While many other colleges have merged their botany and biology programs, they remain distinct at Connecticut College. Undergraduates in the botany program have unparalleled opportunities for research with faculty, access to unique plant collections and a 3,000-square-foot greenhouse for experiments and observation. The botany professors are some of the world's leading plant scientists, and the botany program, with courses in areas as diverse as ethnobotany (the cultural use of plants) and wetland ecology, has an international reputation for excellence.

In 2011, the College's Centennial year, the storied botany program will begin a new chapter with the groundbreaking of the College's more than $20-million renovation and addition to New London Hall to create a state-of-the-art home for the life sciences (botany and biology) and computer science. The historic greenhouse will get a makeover as part of the renovation.

"It's a tremendous time to be a plant researcher here, and a student interested in plant biology," Botany Professor Rachel Spicer (pictured above) says in a new video on the College's YouTube channel. "As a prospective faculty member, I was immediately drawn to Connecticut College by the commitment to plant biology. And to have access to a plant collection like this [and] greenhouse facilities for both teaching and research -- it's really unprecedented for a small liberal arts college."

Built in 1935 with a grant from the Rockefeller Foundation, the greenhouse is an important teaching and research facility for botany and ecology classes.

"The work in the greenhouse helps support [our] research endeavors by providing controlled environments for plants to grow, either just as their native living conditions or under experimental conditions," T. Page Owen, chair of the botany department, says.

The renovation plan for the greenhouse retains its character and layout, but updates systems for everything from regulating sunlight to moving water.
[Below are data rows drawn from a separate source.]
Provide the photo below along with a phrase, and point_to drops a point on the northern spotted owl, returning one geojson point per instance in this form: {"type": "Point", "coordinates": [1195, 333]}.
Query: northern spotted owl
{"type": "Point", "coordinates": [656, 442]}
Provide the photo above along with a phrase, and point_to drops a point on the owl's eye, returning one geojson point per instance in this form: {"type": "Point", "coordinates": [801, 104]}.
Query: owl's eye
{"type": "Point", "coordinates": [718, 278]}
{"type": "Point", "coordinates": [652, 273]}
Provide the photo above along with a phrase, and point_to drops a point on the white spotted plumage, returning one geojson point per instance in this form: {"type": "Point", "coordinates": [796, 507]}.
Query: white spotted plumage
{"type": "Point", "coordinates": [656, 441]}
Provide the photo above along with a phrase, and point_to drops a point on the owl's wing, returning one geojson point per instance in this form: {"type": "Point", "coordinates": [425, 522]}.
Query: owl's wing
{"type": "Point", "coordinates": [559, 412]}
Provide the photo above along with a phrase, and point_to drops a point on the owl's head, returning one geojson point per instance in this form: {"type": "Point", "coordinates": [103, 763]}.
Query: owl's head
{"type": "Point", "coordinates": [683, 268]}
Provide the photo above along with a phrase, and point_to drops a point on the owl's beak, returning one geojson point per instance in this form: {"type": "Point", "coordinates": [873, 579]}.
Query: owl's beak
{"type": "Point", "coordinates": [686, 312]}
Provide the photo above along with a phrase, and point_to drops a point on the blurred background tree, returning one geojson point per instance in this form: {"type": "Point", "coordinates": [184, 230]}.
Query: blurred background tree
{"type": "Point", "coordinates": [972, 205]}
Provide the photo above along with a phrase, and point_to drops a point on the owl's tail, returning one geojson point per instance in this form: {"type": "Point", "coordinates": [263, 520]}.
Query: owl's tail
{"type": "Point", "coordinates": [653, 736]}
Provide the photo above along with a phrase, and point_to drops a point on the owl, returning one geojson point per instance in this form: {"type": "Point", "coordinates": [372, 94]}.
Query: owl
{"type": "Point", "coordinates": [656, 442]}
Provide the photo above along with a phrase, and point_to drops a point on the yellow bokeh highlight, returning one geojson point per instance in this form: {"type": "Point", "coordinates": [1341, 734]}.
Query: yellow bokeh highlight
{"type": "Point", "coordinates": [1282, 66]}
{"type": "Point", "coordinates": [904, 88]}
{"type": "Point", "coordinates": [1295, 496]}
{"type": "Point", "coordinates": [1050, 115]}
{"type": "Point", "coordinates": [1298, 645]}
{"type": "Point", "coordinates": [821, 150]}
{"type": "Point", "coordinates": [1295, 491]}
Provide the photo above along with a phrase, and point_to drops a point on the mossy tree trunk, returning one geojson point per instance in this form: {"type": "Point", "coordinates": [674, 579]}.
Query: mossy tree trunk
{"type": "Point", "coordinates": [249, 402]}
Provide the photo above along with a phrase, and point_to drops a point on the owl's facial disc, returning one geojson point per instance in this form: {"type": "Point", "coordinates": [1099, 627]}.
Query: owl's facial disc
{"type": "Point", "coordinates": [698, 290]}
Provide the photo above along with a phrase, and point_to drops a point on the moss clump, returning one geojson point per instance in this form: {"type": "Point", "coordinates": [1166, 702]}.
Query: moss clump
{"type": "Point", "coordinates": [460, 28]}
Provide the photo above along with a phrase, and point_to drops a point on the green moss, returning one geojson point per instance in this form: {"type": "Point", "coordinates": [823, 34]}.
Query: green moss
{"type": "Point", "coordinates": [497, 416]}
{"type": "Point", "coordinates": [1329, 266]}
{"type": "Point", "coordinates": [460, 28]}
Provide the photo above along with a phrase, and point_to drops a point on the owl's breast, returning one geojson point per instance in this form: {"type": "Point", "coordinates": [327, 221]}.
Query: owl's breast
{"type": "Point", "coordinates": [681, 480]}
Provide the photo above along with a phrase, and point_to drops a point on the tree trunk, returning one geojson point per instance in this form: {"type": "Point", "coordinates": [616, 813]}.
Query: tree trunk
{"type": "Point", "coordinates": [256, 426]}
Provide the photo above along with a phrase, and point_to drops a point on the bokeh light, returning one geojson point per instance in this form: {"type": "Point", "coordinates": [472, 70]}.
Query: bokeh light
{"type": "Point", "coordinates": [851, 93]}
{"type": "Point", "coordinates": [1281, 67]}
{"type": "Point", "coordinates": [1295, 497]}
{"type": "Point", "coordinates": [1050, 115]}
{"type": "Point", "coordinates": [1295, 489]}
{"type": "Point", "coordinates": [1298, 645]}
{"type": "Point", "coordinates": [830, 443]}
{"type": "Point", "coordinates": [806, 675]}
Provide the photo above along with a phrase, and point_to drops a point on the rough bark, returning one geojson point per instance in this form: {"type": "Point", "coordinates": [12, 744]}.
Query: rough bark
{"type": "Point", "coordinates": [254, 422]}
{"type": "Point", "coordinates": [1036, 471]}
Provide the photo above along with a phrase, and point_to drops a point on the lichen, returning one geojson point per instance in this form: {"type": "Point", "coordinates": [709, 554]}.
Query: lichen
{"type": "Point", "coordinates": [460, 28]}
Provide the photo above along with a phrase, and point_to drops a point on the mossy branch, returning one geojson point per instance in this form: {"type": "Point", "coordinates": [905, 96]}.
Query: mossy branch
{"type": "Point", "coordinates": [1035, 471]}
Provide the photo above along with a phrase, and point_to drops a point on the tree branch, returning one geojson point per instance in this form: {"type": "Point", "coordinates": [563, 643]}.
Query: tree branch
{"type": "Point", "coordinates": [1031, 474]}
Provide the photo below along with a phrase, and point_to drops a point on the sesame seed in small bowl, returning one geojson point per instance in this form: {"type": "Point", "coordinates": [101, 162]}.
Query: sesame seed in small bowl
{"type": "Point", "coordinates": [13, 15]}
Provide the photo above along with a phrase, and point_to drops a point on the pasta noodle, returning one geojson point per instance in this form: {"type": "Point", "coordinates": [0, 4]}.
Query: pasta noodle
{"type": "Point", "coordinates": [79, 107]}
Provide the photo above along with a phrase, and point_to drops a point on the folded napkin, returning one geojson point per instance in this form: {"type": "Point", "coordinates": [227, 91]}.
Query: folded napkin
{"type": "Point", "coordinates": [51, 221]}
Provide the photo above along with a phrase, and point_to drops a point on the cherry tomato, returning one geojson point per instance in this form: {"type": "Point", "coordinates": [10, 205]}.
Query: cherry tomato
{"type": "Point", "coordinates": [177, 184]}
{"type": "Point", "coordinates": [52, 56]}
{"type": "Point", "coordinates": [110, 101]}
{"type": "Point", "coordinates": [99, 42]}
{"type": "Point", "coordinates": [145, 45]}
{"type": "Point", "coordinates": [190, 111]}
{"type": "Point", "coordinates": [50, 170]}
The improvements, which include new energy-efficient glass, shade screens to regulate light and temperature, expanded planting beds and new electrical, heating and ventilation systems, will greatly improve energy efficiency. The new greenhouse will also better protect the College's unique plant collections and improve conditions for researchers.

"I work with clones for my research, so I grow trees in very small containers in sterile tissue culture," Spicer said. "That requires very fine control of environmental variables like light, temperature and humidity -- fine control that we'll have with the new greenhouse."